光合成反射場(こうごうせいはんしゃじょう)
最終更新:2026/4/23
光合成反射場は、植物の葉緑体において、光エネルギーを化学エネルギーに変換する光合成反応が起こる膜構造である。
別名・同義語 チラコイド膜光合成膜
ポイント
光合成反射場は、チラコイド膜とも呼ばれ、葉緑体内の複雑な膜系を構成し、光化学系のタンパク質複合体を内包している。
光合成反射場の概要
光合成反射場(光合成膜、チラコイド膜とも呼ばれる)は、植物、藻類、シアノバクテリアなどの光合成生物の葉緑体や細胞膜内に存在する膜構造です。この膜上で光合成反応が起こり、光エネルギーが化学エネルギーに変換されます。
構造と構成
光合成反射場は、主に以下の要素で構成されています。
- チラコイド膜: 葉緑体内に存在する内部膜で、光合成に必要なタンパク質複合体(光化学系I、光化学系II、ATP合成酵素など)を含んでいます。
- ストロマ: チラコイド膜を取り囲む葉緑体内の液体部分で、カルビン回路などの光合成反応が起こります。
- 光化学系: 光エネルギーを吸収し、電子を伝達するタンパク質複合体です。光化学系Iと光化学系IIがあり、それぞれ異なる役割を果たします。
- ATP合成酵素: プロトン濃度勾配を利用してATP(アデノシン三リン酸)を合成する酵素です。
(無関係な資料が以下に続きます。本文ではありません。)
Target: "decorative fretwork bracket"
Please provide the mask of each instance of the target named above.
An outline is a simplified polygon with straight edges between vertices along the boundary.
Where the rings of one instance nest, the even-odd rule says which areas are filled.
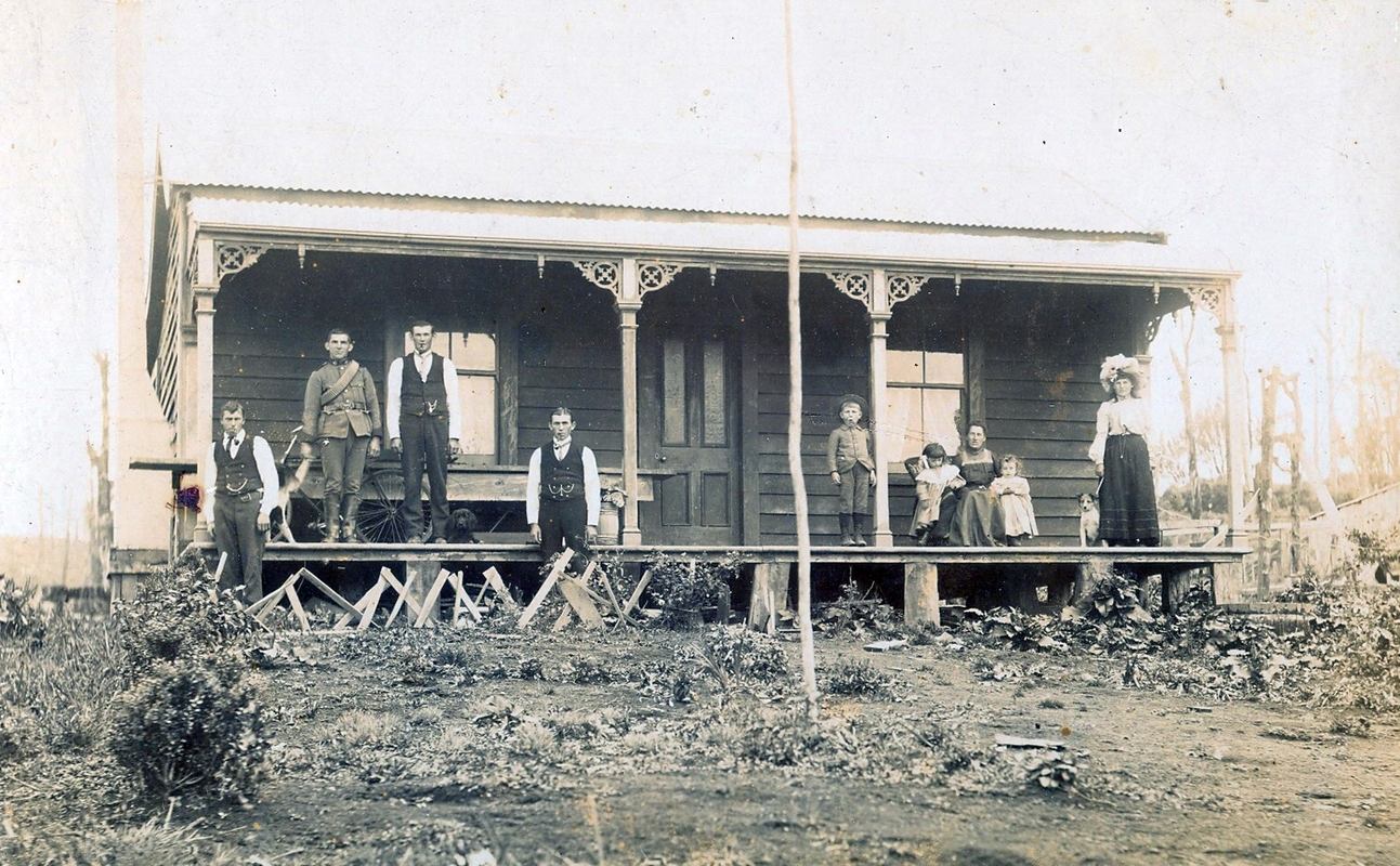
[[[895,306],[900,301],[909,301],[918,294],[918,290],[924,288],[930,277],[920,274],[890,274],[886,280],[889,287],[889,305]]]
[[[613,295],[622,291],[620,262],[574,262],[574,267],[598,288],[610,291]]]
[[[265,252],[267,248],[258,243],[220,243],[218,280],[223,281],[228,274],[252,267]]]
[[[869,274],[826,271],[826,278],[834,283],[837,291],[840,291],[843,295],[860,301],[861,304],[865,305],[865,309],[869,309],[871,306]]]
[[[672,264],[669,262],[638,262],[637,291],[645,298],[648,291],[665,288],[683,267],[685,264]]]
[[[1205,308],[1217,322],[1225,320],[1225,292],[1218,285],[1187,285],[1186,297],[1191,299],[1191,309]]]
ATPは、光合成によって生成される化学エネルギーの主要な形態です。
光合成における役割
光合成反射場は、光合成の主要な舞台であり、以下の役割を果たします。
- 光エネルギーの吸収: 光化学系が光エネルギーを吸収し、電子を励起します。
- 電子伝達: 励起された電子が電子伝達系を介して移動し、エネルギーを放出します。
- プロトン濃度勾配の形成: 電子伝達の過程でプロトンがストロマからチラコイド内腔に輸送され、プロトン濃度勾配が形成されます。
- ATP合成: プロトン濃度勾配を利用してATP合成酵素がATPを合成します。
- NADPH生成: 電子伝達の最終段階で、NADP+が還元されてNADPHが生成されます。NADPHは、カルビン回路で二酸化炭素を固定するために使用されます。
進化と起源
光合成反射場の起源は、シアノバクテリアに遡ると考えられています。シアノバクテリアは、約35億年前に地球上に現れ、光合成によって酸素を生成し、地球の大気組成を大きく変化させました。植物の葉緑体は、シアノバクテリアが内共生によって獲得されたと考えられています。
研究の現状
光合成反射場は、光合成の効率を向上させるための研究対象として注目されています。光合成効率を向上させることで、バイオ燃料の生産や二酸化炭素の固定に貢献できる可能性があります。